Persuading elected representatives.
“Associations have now implemented numerous projects which have led to a reduction in the amount of waste incinerated or dumped in huge landfills,” says Jocelyn Peyret. Recently, in the wake of a campaign conducted by the World Wide Fund for Nature (WWF) and local associations in conjunction with the CNIID, the Bouches-du-Rhône and Vendée département councils have opted for waste management plans that do not include incineration.
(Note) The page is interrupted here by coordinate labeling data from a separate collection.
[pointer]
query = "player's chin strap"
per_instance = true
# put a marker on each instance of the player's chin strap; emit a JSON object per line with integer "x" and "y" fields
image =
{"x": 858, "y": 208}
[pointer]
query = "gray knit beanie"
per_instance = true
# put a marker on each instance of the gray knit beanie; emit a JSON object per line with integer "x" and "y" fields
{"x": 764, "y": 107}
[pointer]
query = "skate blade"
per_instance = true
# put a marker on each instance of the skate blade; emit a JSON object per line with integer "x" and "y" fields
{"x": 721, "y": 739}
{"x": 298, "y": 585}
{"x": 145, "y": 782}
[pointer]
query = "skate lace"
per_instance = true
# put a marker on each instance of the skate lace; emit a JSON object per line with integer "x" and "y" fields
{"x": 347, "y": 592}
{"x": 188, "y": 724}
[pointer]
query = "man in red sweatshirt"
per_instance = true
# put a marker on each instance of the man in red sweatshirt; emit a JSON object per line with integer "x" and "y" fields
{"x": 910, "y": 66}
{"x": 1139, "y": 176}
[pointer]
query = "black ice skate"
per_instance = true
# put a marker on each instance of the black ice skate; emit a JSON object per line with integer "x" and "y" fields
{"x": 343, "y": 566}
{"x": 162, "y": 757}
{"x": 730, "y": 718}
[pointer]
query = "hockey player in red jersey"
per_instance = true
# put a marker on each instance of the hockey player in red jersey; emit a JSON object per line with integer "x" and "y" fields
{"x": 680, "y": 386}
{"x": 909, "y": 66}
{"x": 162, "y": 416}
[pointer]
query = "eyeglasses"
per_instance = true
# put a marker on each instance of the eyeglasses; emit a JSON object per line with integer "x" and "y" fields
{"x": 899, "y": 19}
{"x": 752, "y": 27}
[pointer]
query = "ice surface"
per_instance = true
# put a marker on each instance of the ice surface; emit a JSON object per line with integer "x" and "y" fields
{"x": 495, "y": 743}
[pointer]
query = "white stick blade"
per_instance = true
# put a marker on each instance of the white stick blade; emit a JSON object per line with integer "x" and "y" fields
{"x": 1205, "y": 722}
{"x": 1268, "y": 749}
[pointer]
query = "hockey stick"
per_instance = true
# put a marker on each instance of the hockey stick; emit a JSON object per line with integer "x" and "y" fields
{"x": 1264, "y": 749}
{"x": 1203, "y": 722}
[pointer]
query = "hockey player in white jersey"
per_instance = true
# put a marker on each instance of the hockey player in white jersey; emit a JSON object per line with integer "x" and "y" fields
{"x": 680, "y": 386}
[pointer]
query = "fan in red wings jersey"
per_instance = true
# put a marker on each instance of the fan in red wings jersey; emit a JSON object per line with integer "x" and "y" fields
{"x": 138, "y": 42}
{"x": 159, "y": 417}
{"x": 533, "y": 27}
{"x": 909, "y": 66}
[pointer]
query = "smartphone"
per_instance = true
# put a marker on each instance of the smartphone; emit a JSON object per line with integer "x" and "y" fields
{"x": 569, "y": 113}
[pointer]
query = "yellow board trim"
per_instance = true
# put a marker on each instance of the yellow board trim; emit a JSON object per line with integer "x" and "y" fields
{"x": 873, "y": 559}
For its part, the Porte d’Alsace association of municipalities has implemented a composting and sorting programme.

The CNIID is also conducting a “clean production” campaign targeting the ministries involved in waste management, aimed at securing a greater commitment from manufacturers (financially and in terms of ecological prevention) to selective collection of their waste, particularly packaging.


Gabriele Bolini
Bologna Provincial Council
Agenda 21 Office
strada Maggiore 80
40125 Bologna
Tel.: (00 39) 51 65 98 480
E-mail: [email protected]

Micro Kyoto in Bologna

The Bologna provincial council has been implementing the “Micro Kyoto” project since 2001, as part of its local Agenda 21 programme. It seeks to reduce greenhouse gas emissions in 60 municipalities, with a view to honouring Italy’s commitments under the Kyoto protocol.

Co-op takes a stand against consumerism. In particular, the project encourages private individuals, businesses and administrative departments to engage in green purchasing. A responsible consumption and ecological footprint week was organised in 2004. Information stands on responsible consumption were then set up in supermarkets belonging to the Co-op chain, which is organised in the form of consumers’ co-operatives. “These stands were put up in the areas set aside for advertising promotions, so they were in an ideal location,” says Gabriele Bolini, of the provincial council’s Agenda 21 office. Organisers spent a week alerting customers to the realities behind low prices. One day was even devoted to the subject of non-purchasing as an act of ecological resistance to consumerism. In 2005, the working group is to publish a directory of the solidarity-based economy. All of these events were funded by the Bologna provincial council.